Menurut Juwono, Kapolri dan Panglima TNI harus menindak Laskar Jihad. "Saya
serahkan pada Kapolri dan Panglima TNI untuk menangani secara bijaksana dan
cermat bagaimana mengembalikan mereka," jelas Juwono usai membuka Lokakarya
Penyelesaian Konflik di gedung Panca Gatra, Lemhanas, Jl. Kebon Sirih,
Jakarta Pusat, Selasa (25/7/2000).

Juwono menambahkan bahwa tidak ada kekuatan senjata swasta yang
diperbolehkan berkiprah di Ambon. "Kapolri dan Panglima TNI perlu menindak
secara hukum terhadap laskar swasta atau apapun namanya yang menentang
kewenangan pemerintah," tambah Juwono.

Menurut Juwono, jalan keluar penyelesaian sengketa di Maluku harus dengan
cara damai serta berdasarkan hukum, demokrasi dan transparansi. "Jangan
gunakan kekerasan sebagai jalan pertama apalagi jalan terakhir.

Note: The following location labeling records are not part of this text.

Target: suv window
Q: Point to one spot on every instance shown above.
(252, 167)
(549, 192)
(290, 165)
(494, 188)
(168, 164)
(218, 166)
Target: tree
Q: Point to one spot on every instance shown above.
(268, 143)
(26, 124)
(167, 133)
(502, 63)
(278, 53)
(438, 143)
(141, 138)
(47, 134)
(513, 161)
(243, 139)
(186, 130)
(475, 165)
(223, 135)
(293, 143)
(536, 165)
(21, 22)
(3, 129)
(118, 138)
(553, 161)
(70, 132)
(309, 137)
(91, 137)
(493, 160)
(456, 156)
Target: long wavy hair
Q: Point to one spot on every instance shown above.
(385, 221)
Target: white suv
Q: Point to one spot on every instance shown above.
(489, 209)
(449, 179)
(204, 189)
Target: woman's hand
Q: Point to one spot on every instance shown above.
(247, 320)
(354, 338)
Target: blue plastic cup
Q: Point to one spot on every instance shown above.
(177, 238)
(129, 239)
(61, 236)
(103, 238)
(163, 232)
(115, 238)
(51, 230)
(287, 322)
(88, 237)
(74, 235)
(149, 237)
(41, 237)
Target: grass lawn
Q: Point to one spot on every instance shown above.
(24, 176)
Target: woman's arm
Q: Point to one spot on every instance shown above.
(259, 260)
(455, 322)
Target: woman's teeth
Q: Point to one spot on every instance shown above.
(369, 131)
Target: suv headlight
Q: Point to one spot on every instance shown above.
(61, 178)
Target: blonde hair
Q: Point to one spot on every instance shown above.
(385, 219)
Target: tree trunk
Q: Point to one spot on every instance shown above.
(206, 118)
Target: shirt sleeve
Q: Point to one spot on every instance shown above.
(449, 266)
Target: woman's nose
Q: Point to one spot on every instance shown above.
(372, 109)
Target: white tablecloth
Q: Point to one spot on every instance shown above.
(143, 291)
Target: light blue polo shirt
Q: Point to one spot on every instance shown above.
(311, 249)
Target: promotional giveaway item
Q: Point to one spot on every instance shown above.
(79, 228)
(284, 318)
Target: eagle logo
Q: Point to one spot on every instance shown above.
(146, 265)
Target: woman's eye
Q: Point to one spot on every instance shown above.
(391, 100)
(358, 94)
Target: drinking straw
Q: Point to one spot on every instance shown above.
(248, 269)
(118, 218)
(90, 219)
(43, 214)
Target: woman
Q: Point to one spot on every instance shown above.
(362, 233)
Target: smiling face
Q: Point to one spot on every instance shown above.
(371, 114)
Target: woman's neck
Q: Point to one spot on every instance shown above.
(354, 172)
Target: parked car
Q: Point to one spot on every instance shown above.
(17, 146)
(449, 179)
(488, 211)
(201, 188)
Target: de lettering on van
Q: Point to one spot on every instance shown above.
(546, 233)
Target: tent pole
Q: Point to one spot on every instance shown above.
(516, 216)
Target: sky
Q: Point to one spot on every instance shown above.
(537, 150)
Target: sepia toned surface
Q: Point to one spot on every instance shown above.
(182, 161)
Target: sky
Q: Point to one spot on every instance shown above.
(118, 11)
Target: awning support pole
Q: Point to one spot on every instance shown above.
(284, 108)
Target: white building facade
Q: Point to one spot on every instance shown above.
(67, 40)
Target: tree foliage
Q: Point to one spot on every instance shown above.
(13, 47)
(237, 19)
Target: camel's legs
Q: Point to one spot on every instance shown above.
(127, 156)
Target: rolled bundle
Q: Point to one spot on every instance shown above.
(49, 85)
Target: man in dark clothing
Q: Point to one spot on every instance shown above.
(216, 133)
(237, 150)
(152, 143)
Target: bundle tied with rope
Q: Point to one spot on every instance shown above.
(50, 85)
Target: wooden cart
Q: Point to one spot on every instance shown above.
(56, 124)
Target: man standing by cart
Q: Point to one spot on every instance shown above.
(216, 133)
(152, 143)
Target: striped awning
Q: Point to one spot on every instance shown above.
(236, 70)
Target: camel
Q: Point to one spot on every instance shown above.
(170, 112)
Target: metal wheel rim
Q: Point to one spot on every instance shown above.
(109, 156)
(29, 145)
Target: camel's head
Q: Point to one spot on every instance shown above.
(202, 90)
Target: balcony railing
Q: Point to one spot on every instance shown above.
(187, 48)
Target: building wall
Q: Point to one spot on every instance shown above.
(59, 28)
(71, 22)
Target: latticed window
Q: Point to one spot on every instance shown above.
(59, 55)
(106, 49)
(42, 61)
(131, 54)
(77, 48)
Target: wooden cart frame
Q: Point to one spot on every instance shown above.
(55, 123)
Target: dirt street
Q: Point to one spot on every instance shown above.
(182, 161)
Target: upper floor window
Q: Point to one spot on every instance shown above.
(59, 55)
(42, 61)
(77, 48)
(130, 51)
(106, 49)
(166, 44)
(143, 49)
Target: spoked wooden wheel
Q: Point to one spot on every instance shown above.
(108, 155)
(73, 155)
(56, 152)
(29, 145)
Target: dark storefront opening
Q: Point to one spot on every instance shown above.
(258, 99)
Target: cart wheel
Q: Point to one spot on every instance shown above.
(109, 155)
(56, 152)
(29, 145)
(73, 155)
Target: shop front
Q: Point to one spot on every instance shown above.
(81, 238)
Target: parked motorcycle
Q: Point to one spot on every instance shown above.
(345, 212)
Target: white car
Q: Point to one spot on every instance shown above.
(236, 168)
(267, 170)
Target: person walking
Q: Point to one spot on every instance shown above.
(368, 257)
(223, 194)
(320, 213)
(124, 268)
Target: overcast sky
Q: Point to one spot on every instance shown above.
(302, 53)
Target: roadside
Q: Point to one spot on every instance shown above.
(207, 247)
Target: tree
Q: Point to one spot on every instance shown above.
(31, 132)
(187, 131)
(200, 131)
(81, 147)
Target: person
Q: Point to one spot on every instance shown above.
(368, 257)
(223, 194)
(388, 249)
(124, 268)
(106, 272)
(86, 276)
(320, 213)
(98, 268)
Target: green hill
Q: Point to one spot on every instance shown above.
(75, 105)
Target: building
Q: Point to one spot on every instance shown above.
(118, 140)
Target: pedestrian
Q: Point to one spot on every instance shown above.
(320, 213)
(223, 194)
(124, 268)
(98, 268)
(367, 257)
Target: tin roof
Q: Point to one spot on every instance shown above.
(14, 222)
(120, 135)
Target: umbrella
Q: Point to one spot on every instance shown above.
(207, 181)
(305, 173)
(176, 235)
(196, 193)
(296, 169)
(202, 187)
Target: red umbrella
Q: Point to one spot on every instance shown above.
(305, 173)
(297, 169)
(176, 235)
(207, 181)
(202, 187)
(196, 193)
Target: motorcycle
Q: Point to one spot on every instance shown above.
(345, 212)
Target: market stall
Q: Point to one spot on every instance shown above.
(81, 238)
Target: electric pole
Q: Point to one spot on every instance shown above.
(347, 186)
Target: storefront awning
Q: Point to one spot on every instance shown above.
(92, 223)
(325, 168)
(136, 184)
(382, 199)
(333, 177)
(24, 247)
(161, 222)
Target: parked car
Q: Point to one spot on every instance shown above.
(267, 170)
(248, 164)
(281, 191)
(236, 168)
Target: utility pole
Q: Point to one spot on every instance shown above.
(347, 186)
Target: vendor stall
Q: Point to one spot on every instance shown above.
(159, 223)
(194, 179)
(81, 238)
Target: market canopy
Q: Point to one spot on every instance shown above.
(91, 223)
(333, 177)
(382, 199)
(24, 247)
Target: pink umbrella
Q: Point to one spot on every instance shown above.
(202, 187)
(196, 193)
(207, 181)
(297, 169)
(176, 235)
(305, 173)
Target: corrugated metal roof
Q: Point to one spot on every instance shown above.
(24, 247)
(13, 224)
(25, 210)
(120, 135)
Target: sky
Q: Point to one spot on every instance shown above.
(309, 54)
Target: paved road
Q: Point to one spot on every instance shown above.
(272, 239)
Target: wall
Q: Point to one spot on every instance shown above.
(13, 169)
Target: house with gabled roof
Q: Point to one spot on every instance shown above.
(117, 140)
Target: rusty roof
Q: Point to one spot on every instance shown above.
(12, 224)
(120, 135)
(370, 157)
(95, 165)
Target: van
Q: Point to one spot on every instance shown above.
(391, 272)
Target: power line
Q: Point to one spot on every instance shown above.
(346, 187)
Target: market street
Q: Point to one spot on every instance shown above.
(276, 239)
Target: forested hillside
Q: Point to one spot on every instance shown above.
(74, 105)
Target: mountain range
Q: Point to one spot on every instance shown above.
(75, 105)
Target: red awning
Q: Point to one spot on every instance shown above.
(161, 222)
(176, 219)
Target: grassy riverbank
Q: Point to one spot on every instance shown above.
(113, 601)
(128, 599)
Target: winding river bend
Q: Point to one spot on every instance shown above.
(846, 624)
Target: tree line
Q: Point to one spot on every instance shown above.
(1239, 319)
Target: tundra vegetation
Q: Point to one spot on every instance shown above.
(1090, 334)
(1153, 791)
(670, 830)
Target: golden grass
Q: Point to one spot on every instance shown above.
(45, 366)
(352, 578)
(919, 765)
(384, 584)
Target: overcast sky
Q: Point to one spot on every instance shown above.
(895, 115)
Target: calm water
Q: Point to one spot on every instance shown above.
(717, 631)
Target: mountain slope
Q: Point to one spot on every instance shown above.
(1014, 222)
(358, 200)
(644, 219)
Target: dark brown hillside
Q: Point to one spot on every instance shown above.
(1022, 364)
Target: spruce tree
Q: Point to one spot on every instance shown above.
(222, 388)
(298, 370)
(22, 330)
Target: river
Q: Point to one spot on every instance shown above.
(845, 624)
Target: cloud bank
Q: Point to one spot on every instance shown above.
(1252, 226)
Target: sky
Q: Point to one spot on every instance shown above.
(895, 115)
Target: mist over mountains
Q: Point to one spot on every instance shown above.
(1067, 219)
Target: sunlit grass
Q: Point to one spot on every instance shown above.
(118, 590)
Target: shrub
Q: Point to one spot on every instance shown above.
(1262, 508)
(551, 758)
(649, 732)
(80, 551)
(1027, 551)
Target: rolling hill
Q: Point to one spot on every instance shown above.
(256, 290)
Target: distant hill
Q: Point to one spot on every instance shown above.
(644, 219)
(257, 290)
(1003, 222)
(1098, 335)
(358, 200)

Gunakanlah
cara yang terukur dan profesional," lanjut dia.

Mantan Mendikbud tersebut juga mengingatkan bahwa situasi yang berkembang di
Maluku saat ini sudah lebih baik. Juwono yakin maslaah keamanan di sana
dapat segera tangani secara tuntas karena telah terjadi titik balik
masyarakat dimana mereka menginginkan TNI/Polri mengambil tindakan yang pas
dan tertib.

"Masyarakat pun telah jenuh dengan perang dan konflik pernyataan. Makanya
saya, Jaksa Agung dan Kepolisian telah mendiskusikan suatu pola untuk
mengantisipasi kerusuhan," jelas mantan dekan FISIP UI tersebut.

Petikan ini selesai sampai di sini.